Heck A W, Phillips L H
Department of Neurology, University of Virginia Health Sciences Center, Charlottesville.
Neurol Clin. 1989 Aug;7(3):641-54.
Neurologic involvement occurs in 5 per cent of patients with sarcoidosis and is a presenting symptom in about half of those affected. The neurologic symptoms are due to a granulomatous process that mirrors that seen in the systemic form. Its diagnosis is usually established by the demonstration of sarcoidosis in other systems and supported by clinical, radiographic, and laboratory evidence. Any and all portions of the nervous system can be involved in either an acute or a chronic fashion. Early acute presentations tend to have excellent outcomes and the overall prognosis for the disease is good. The cranial nerves, especially the facial nerve, are most frequently involved and have a good prognosis. CNS involvement, usually in the form of a meningoencephalitis involving the hypothalamic region, is usually chronic and associated with poor prognosis. Peripheral nerve and muscle involvement is frequently asymptomatic. Although neuropathy or myopathy may present acutely, the usual presentation is subacute or chronic. There have been no controlled studies of therapy in neurosarcoidosis. Early implementation of corticosteroids remains the mainstay of treatment. Evidence for improvement with treatment is anecdotally reported in many cases, but progression of the disease also occurs despite therapy.

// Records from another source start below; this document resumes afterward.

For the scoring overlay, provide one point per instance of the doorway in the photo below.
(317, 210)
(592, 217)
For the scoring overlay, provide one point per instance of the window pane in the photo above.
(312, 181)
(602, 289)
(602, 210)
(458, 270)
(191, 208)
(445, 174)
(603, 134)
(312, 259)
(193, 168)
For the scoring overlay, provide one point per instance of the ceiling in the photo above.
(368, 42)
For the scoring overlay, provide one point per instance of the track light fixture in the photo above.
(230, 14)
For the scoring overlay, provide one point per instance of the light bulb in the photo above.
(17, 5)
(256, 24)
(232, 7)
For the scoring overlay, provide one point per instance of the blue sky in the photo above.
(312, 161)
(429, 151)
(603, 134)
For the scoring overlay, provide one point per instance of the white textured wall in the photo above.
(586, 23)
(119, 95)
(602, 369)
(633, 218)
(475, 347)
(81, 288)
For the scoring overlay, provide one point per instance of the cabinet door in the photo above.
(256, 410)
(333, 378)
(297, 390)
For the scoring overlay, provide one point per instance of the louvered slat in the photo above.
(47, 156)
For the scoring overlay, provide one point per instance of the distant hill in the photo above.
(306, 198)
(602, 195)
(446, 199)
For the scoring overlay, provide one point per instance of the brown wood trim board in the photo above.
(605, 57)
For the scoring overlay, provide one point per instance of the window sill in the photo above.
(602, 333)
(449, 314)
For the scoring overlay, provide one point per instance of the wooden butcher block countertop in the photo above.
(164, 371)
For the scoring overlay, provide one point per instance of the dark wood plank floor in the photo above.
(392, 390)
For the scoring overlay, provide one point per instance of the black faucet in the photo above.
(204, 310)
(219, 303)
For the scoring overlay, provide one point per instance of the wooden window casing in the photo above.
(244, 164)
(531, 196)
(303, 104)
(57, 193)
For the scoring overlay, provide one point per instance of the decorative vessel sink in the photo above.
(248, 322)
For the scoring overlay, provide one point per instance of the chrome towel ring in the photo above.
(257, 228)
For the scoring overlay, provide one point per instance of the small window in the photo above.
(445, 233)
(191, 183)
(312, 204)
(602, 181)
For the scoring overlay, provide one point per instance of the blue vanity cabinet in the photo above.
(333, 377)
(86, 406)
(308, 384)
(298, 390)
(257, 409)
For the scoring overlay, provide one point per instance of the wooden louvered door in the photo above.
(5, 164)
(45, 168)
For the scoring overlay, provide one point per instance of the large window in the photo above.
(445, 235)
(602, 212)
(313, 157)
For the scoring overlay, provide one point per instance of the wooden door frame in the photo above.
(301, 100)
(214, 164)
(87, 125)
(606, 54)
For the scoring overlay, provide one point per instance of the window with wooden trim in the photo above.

结节病患者中5%会出现神经系统受累,且在约半数受累患者中是首发症状。神经症状是由一种肉芽肿性病变引起的,与系统性结节病所见的病变相似。其诊断通常通过在其他系统中证实结节病来确立,并得到临床、影像学和实验室证据的支持。神经系统的任何部位都可能以急性或慢性方式受累。早期急性表现往往预后良好,该病的总体预后也较好。颅神经,尤其是面神经,最常受累且预后良好。中枢神经系统受累通常表现为累及下丘脑区域的脑膜脑炎,通常为慢性且预后较差。周围神经和肌肉受累通常无症状。虽然神经病变或肌病可能急性发作,但通常表现为亚急性或慢性。目前尚无关于神经结节病治疗的对照研究。早期使用皮质类固醇仍然是主要治疗方法。许多病例中有轶事报道称治疗后病情有所改善,但尽管进行了治疗,疾病仍会进展。